How to set the virtual memory on a flash memory ?

T

Tareq

Hi,
I tried to set the virtual memory from the control panel on a 2GB
flash memory by setting the complete paging files on the flash to get
rid of the mechanical delay associated with the hard disk whenever I
switch to another program whose parts are in in the virtual memory.
However, I still hear the sound of the hard disk and I noticed no
change in the speed of the computer. I even removed the flash memory
and the computer still works. Any help to speed up the computer this
way?
Thanks
 
D

db

not sure where
you got the
idea to do this.

was it from your
3 grade math teacher, eg,

"flash memory" x "virtual memory" = flash virtual mem(sq'd)

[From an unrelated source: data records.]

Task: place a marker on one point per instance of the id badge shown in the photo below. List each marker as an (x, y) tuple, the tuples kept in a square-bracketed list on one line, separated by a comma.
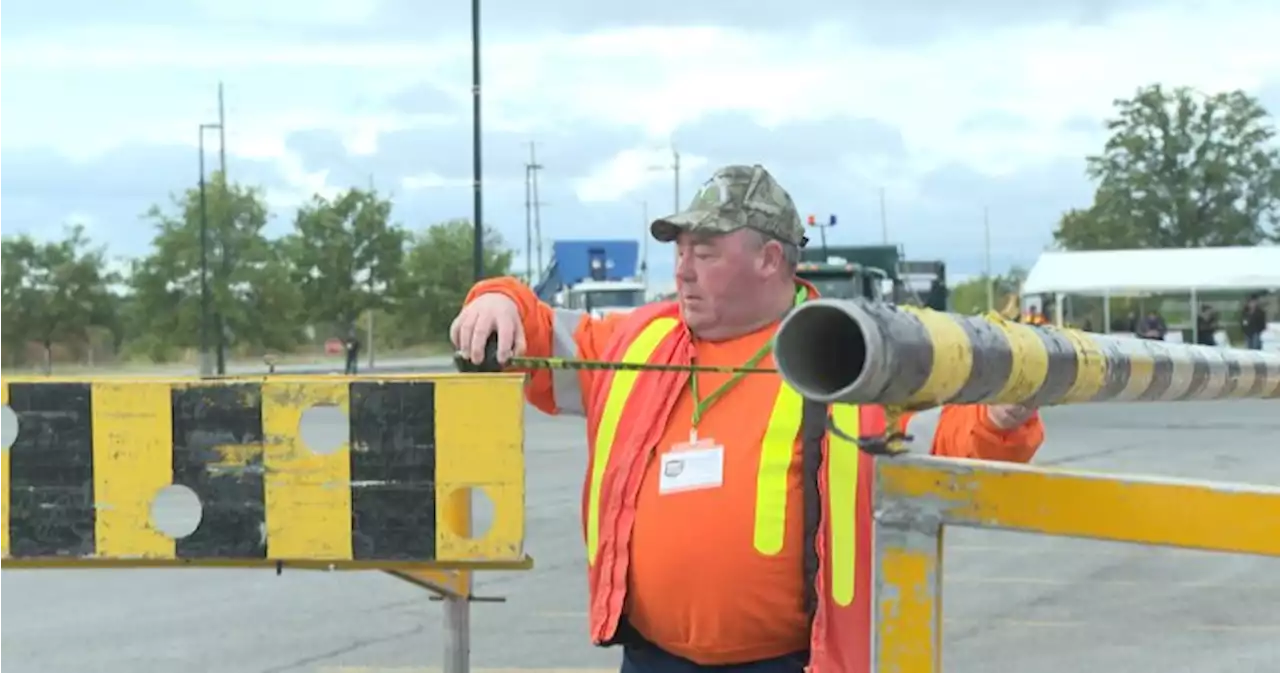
[(690, 467)]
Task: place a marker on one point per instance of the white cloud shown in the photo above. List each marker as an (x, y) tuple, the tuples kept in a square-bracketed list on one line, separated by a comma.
[(658, 78), (87, 90), (631, 170)]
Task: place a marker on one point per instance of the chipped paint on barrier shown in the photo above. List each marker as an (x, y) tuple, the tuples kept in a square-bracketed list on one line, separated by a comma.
[(88, 465), (1105, 507), (908, 600)]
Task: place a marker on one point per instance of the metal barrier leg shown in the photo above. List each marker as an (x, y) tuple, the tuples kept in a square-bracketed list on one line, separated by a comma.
[(457, 608), (908, 595)]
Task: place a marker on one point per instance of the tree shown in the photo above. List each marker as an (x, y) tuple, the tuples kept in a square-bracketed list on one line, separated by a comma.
[(437, 278), (1180, 169), (64, 289), (252, 301), (344, 256)]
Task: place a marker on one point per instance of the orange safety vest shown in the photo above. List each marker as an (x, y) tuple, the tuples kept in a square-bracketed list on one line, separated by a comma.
[(629, 413)]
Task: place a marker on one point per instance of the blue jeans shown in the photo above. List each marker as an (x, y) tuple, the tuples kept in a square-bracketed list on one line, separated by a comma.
[(650, 659)]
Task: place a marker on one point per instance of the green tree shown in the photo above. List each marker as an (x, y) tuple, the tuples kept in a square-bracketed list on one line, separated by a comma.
[(437, 278), (252, 301), (64, 289), (344, 256), (1180, 169)]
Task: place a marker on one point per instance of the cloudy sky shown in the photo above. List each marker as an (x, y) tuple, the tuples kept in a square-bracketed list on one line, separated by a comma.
[(947, 108)]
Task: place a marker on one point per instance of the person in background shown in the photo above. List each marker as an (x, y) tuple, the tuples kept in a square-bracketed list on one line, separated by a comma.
[(1152, 326), (352, 344), (1253, 323), (1206, 325)]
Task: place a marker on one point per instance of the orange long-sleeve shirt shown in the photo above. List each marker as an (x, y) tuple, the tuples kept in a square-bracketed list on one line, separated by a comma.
[(696, 585)]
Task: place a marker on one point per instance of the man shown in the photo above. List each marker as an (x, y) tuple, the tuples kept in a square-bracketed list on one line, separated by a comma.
[(700, 509), (352, 346), (1253, 323), (1152, 326), (1206, 325)]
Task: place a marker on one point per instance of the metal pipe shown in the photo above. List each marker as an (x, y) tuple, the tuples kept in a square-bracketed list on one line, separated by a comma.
[(856, 352)]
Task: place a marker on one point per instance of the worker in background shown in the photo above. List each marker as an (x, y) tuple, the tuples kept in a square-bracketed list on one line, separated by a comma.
[(1253, 323), (1152, 326), (351, 344), (702, 507), (1034, 316), (1206, 325)]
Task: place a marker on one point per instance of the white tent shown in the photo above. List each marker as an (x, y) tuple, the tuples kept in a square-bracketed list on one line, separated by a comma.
[(1138, 271), (1119, 273)]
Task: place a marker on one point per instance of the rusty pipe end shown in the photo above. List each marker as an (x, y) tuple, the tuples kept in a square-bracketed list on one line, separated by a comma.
[(832, 351)]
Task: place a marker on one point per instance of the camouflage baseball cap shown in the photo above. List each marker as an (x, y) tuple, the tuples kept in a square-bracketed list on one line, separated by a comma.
[(736, 197)]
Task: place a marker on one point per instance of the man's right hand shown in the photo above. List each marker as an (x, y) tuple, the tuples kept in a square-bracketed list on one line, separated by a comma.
[(485, 315)]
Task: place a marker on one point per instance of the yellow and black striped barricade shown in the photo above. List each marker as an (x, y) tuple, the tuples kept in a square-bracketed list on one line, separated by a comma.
[(333, 472), (917, 498)]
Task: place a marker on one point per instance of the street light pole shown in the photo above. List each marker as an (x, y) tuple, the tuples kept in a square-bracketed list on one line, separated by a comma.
[(478, 206), (219, 328), (205, 361), (991, 282)]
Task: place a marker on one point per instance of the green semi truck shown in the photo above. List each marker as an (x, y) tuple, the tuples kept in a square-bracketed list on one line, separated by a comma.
[(877, 273)]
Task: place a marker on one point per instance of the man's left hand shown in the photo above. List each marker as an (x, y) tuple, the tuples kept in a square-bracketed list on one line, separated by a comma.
[(1009, 416)]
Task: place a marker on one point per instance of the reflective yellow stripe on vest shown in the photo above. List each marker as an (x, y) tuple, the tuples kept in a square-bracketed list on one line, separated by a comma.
[(842, 495), (771, 481), (616, 401)]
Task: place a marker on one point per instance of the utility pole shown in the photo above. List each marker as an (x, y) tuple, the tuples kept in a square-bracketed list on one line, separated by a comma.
[(991, 280), (533, 215), (476, 172), (529, 223), (675, 169), (371, 291), (644, 242), (883, 219), (206, 362), (219, 326)]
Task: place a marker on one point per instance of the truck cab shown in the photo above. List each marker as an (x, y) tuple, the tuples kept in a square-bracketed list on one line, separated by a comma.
[(841, 279), (603, 297)]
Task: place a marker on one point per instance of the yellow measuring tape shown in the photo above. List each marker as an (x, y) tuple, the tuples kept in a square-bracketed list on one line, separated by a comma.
[(490, 364)]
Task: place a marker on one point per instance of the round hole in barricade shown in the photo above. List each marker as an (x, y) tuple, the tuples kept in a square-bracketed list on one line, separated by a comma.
[(324, 429), (176, 511), (481, 511), (8, 427)]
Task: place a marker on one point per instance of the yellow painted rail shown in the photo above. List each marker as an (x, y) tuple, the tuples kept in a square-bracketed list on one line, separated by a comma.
[(917, 498)]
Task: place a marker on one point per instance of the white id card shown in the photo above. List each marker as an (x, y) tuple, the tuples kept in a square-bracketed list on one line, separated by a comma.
[(689, 467)]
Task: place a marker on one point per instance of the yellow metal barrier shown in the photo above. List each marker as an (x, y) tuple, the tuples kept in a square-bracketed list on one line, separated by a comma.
[(917, 498), (325, 472)]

the expression seems to omit
a variable for the "data transfer rate"


obviously
it is not working
for you and i
don't think it
is a viable solution
for whatever you
are trying to
accomplish.



- db
Hi,
I tried to set the virtual memory from the control panel on a 2GB
flash memory by setting the complete paging files on the flash to get
rid of the mechanical delay associated with the hard disk whenever I
switch to another program whose parts are in in the virtual memory.
However, I still hear the sound of the hard disk and I noticed no
change in the speed of the computer. I even removed the flash memory
and the computer still works. Any help to speed up the computer this
way?
Thanks
 
D

Duplex

Hi,
I tried to set the virtual memory from the control panel on a 2GB
flash memory by setting the complete paging files on the flash to get
rid of the mechanical delay associated with the hard disk whenever I
switch to another program whose parts are in in the virtual memory.
However, I still hear the sound of the hard disk and I noticed no
change in the speed of the computer. I even removed the flash memory
and the computer still works. Any help to speed up the computer this
way?
Thanks

I wouldn't use flash. It's slow, and it wears out faster than a hard drive.

I use an external pocket drive. I partitioned it so it's part storage
are/part virtual. It's faster than flash. Much, much faster. And it fits
in a shirt pocket.

You can also use a separate partition. For fastest access, put it on a
separate drive from the main one, and put it on the same chain as the CD
drive or whatever, not on the same one as the main drive. That's faster
than my method, But you can't carry it around.

You could get an external hard drive (one of those 2.5 or 3.5 jobber-dos)
fairly cheap. It wouldn't fit in the shirt pocket, but you could still
pick it up and move it, unlike the second option. It also wouldn't be as
fast as the second way, but it would be reasonably fast.
 
K

Ken Blake, MVP

Duplex said:
You can also use a separate partition.


You can, but it *hurts* performance because it puts it farther from the
other frequently-used data on the drive and thereby increases the time it
takes for head movement to and from it. For best performance, the page file
should normally be on the most-used partition of the least-used physical
drive. For almost everyone with a single partition, that is C:

However, it's also worth pointing out that for those people who have plenty
of RAM (and that's many, if not most, of us in these days of inexpensive
RAM, there's usually very little paging going on, and where you put the page
file is therefore much less important than it used to be.

For fastest access, put it on a
separate drive from the main one, a


Yes. that's consistent with what I said above.
 
R

Rock

Tareq said:
Hi,
I tried to set the virtual memory from the control panel on a 2GB
flash memory by setting the complete paging files on the flash to get
rid of the mechanical delay associated with the hard disk whenever I
switch to another program whose parts are in in the virtual memory.
However, I still hear the sound of the hard disk and I noticed no
change in the speed of the computer. I even removed the flash memory
and the computer still works. Any help to speed up the computer this
way?

AFAIK, you can't put the page file on a flash drive.